Upgrading to TSB 1.5.x from 1.4.x

If you are upgrading to TSB 1.5.x from 1.4.x, you may need to remove old Elasticsearch indices and templates that are used by SkyWalking.

If your Elasticsearch deployment contains an index named skywalking_ui_template please remove it before upgrading following the instructions below. Otherwise, you can skip this section.

Run the following shell script against your Elasticsearch installation. It is assumed that you have all of the necessary information to access Elasticsearch, such as es-host, es-port, etc.

es_host=<replace_this>
es_port=<replace_this>
es_user=<replace_this>
es_pass=<replace_this>
curl -u "$es_user:$es_pass" http://$es_host:$es_port/skywalking_ui_template -XDELETE ;

The above command assumes that your Elasticsearch instance accepts plain HTTP connections with basic authentication. Modify the commands as necessary. For example, if you forcing HTTPS connections, you will need to change the URL scheme to https.

Once the above script runs successfully and the skywalking_ui_template index is deleted, you can proceed with upgrading the Management Plane.

Remember to make sure that the oap deployment is properly running again once you have upgraded the Management Plane. The Management Plane should have created the skywalking_ui_template index.

Adding cert provider configuration to ManagementPlane and ControlPlane CR

TSB 1.5 requires a certificate provider to support certificate provisioning for various webhook certificates required by our operators. TSB also provides out of the box support for installing and managing Cert-Manager as a certificate provider in your cluster.
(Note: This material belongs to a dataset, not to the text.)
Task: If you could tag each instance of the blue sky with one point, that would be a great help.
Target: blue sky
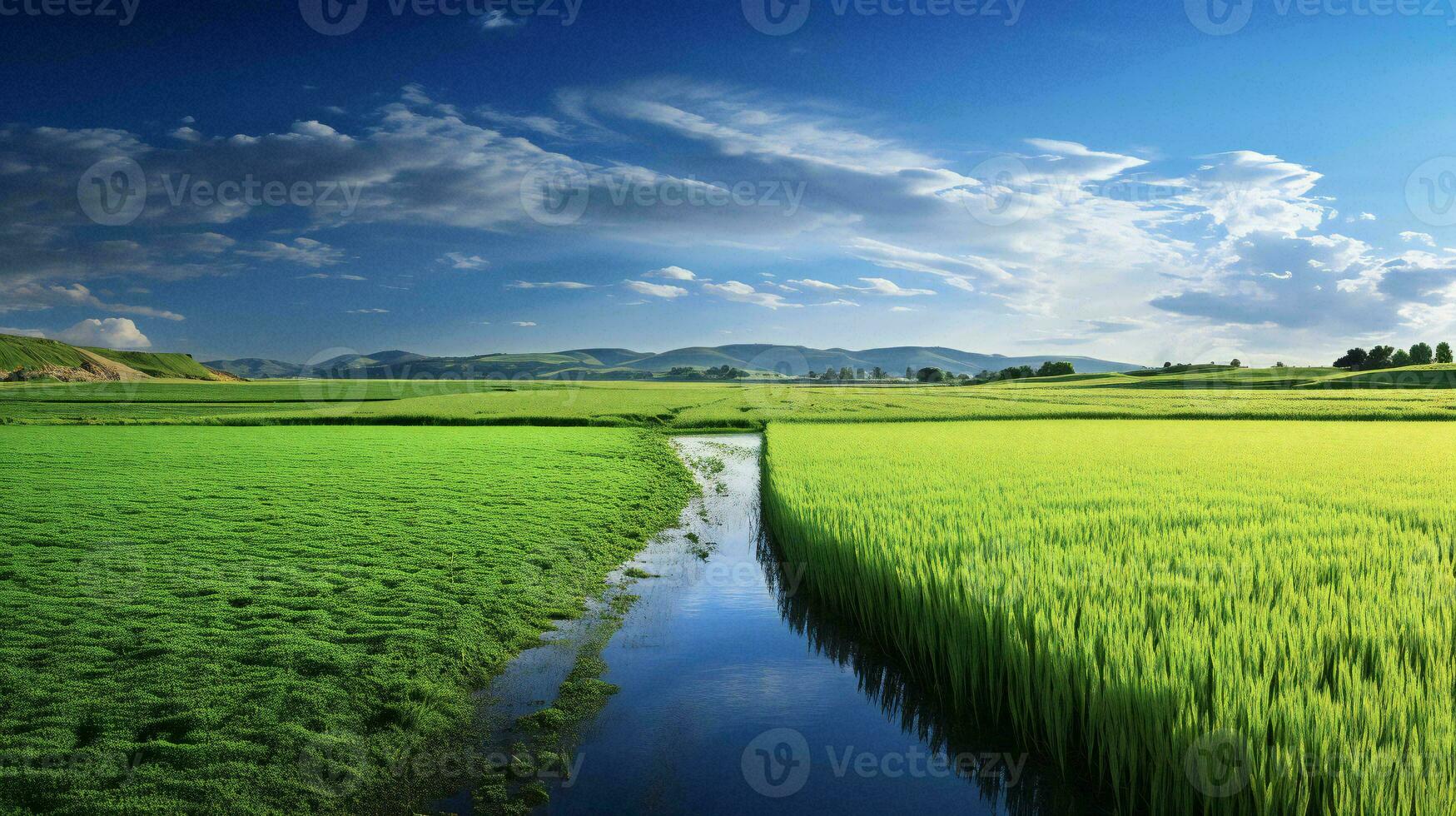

You can achieve this by setting the following fields in your ManagementPlane and ControlPlane CRs after you have installed the TSB operator:

  components:
internalCertProvider:
certManager:
managed: INTERNAL

TSB by default runs in the above mentioned configuration. In case you already using Cert-Manager, you can skip the installation and utilize the existing installation with TSB by setting the managed field as EXTERNAL.

For more details about CertProvider configuration, please refer to the following section Internal Cert Provider

Existing Cert-Manager installation

To avoid overriding the existing Cert-Manager installation, TSB operator looks for existing cert-manager installation in cluster and if found, it will fail installation of cert-manager. If you are using Cert-Manager in your cluster, please set the managed field to EXTERNAL in your ManagementPlane and ControlPlane CRs as suggested above before upgrade.

Migrate XCP to use JWT

Starting TSB 1.5, default authentication method for XCP central and edge traffic is JWT. If you want to keep using mTLS you have to set spec.components.xcp.centralAuthModes to mTLS in the ManagementPlane CR, and spec.components.xcp.centralAuthModes to MUTUAL_TLS in the ControlPlane CR. To migrate from mTLS to JWT follow steps described here

Upgrade Procedure

Download tctl and Sync Images

Now that you have taken backups, download the new version's tctl binary, then obtain the new TSB container images.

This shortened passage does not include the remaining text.